Obsidian

By Shawn Carman
Edited by Fred Wan

There was no time. No day or night. There was only the sea.

She drifted in it, only distantly aware that she clutched tightly to some scrap of wood, some fragment of the vessel that had carried her for so long. The pain in her head was overwhelming. There were moments when she could almost open her eyes, when she could hear the sounds of the ocean. The crashing of the waves against the jagged rocks. The lapping of the waves against one another when the seas were choppy. And occasionally, she thought, the sound of something swimming in the water around her.
She wondered if the sharks would take her first. It might instead by the water. Or possibly even the sun, if she held on long enough.

It did not matter.

By the time that the hands pulled her from the water, she was barely in condition to even notice when the water was finally gone.

Hotako came awake with a start. She leapt halfway from the mat where she lay before she was even fully awake, but her legs betrayed her. She went sprawling across the floor, her arms splayed out, bringing everything around her crashing into the floor. She lay on the floor for a moment, collecting her wits as best she could. She recognized the slow rolling of the floor. She was aboard a kobune, still on the ocean. After a moment, she rose carefully to her feet, moved to the cabin’s small doorway, and opened it.
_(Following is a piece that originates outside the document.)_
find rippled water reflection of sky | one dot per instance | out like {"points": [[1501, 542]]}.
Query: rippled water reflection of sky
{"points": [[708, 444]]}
Save for a few minor details, Hotako could very well be back on the deck of the Spoils of War, but of course she knew that her old ship no longer existed. Still, the similarities were impressive. If the drab-clad men working on the deck had been wearing Mantis colors, then she would have felt perfectly at ease. As it was, there was a sense of danger in her chest, one that she could not easily dispel. Her hand reached to her hip, but of course here sai were not there.

“Do not be alarmed. Your weapons were not taken from you. They were long gone when we pulled you from the sea.”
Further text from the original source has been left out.